М. Кругов

                ЭКОНОМИКАПЕРЕРАСПРЕДЕЛЕНИЯ.

 

            Уходящий год можно с полным правом назвать годом не сбывшихся надежд. Экономические реформы фактически закончились еще в прошлом году, поэтому в этом ожидалось получение от них заметного эффекта. В первую очередь ускорения экономического роста. А так же подвижек в структуре экономики – от сырьевой ориентации в сторону производств с высоким уровнем добавленной стоимости. Однако ни первого, ни второго не получилось.

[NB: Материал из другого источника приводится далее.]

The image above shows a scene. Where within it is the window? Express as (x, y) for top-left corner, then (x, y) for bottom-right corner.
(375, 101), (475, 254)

И не получится. По той простой причине, что в результате завершившихся экономических реформ был создан агрегат, который такого рода задачи решать не пригоден. Реформаторы воплотили в жизнь неолиберальную модель экономики, которая разработана для совершенно других целей, а потому не имеет в своем составе механизмов, которые обеспечивали бы экономический рост или структурную трансформацию. Как танк, который хотя и имеет сходные с трактором элементы конструкции, тем не менее, для пахотных работ никак не приспособлен.

Любое общество имеет две сферы деятельности – внутреннюю и внешнюю. Как следствие, обществу требуется проводить две политики, объектами которых являются разные по качеству субъекты – собственное население и прочие народы. Поэтому агрегаты, обеспечивающие достижение целей разных политик, имеют принципиально разную конструкцию и отнюдь не взаимозаменяемы.

В качестве примера агрегата внешней политики можно привести гаубицу. Которая стоит на своей территории, тогда как посылаемые ею снаряды взрываются на вражеской. Неолиберальная модель экономики является аналогом гаубицы – предназначена для деятельности общества на мировом рынке. А потому использовать ее в качестве агрегата управления национальной экономикой так же разумно, как обстреливать из гаубицы собственные тылы.

 

Отличие неолиберализма от некогда воспетой М. Вебером протестантской модели экономики заключается в нравственной ориентации субъектов экономической деятельности. Протестантизм ориентировал субъектов экономики на производительную деятельность, результатом которой и могло быть «честное богатство». Потому что доход от производительной деятельности – собственный овеществленный труд, вложенный в состав стоимости товара.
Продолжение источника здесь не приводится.